Jens Sejer Andersen began the proceedings by relaying the story of Goijman, whose attempt to oust despotic former FIVB president Acosta backfired, leaving the Argentine with a US $800,000 bill because he – not the FIVB – had provided financial guarantees for staging the World Championships in his homeland in 2002.

Andersen added: “Once he was a very wealthy businessman but he was evicted from his house on October 10 and his belongings were put up for compulsory sale. He must live on a pension of US $240 a month. He is suicidal and he cannot afford his medicine for diabetes. We have brought his case to the IOC and the Pan-American sports organisation but to no avail.

“There are not many soap operas on TV that are as entertaining in the way the Acosta’s managed the FIVB, but this has turned into a tragedy.”

After this sad tale, journalist and former International Handball Federation official Christer Ahl recounted another sorry tale of mismanagement and corruption at the IHF, which illustrated the difficulties in clubs trying to bring change from the grass roots.

Ahl said: “The clubs are stakeholders in the handball family but the president [Hassan Moustafa] simply dictates what the clubs get. If they say anything, they get nothing.”

Ahl suggested that democracy involving one vote for one country was an illusion and also indicated that serious threats from the IOC could be “effective” in terms of handball governance.

“Self-reporting can be hollow,” added Ahl. “External monitoring is needed and a clean-up is needed. Autonomy from political interference [that is insisted on by the IOC] can be hypocritical and prevent genuine monitoring.”

The positive role that sponsors can play in sports governance was illustrated by Jamie Fuller, the chairman of kit supplier Skins. Fuller was involved in setting up the Change Cycling Now lobby group, which was ultimately influential in recently helping to oust Pat McQuaid from the presidency of Union Cycliste International (UCI).

Fuller bemoaned the culture of fear that prevented both cyclists and sponsors in getting involved with Change Cycling now.

He said: “I couldn’t get anywhere with the cyclists or the sponsors. I spoke personally to 10 elite cyclists and they were all terrified. One wrote me a really eloquent letter saying what you are calling for is a revolution and in revolutions people die. If you can make a positive [drugs] test disappear, then you can make one appear too.”
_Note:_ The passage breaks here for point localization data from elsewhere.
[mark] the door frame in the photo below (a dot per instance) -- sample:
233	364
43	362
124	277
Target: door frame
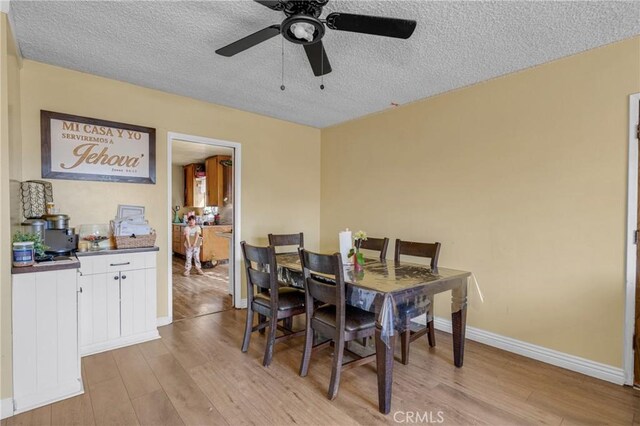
632	248
237	208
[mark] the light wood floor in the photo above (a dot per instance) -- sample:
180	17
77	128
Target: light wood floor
199	294
196	375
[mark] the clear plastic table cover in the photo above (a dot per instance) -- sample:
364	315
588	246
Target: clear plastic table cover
393	291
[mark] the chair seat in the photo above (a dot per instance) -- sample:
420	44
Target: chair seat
288	298
355	319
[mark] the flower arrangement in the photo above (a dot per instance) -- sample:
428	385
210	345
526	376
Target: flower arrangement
358	238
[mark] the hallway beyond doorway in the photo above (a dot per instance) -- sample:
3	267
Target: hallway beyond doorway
197	295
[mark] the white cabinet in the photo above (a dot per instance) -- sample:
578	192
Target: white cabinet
46	361
117	300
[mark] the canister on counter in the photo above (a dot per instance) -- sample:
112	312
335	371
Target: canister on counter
23	254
Fuller was followed onto the podium in Aarhus by Finn Baagøe Hansen, a regional compliance officer from engineering giant Siemens, who recounted how the culture at his company had to be changed completely, including its own systems of governance. Hansen said: “You need to have management over your cash flow in order that the cash flow does not disappear.”

Siemens now employs 600 people on its in-house compliance programme and Hansen agreed with Jamie Fuller that sponsors had a voice that must be used. “As a company we should be able to influence stakeholders, NGOs and even governments to show there is a fairer way of doing business.”

That sports governance needed a combined effort from all stakeholders was evident from the final two speakers. Yves le Lostecque, the head of the European Union’s sports unit, insisted that his body was a “modest player.”

He added: “We are not in a position of imposing models of how to behave on sports organisations, but we are in a position to help. We have the political support of our member states.”

Finally, Richard H. McLaren, an arbitrator at the Court for Arbitration for Sport admitted that CAS was going to “have a very limited role in sports governance.”

He added: “You are not going to see CAS lead like you have in doping. It’s got to be up to the sport.”

That admission lead to Andersen’s plea for sports bodies to engage further in rooting out corruption and protecting whistle-blowers.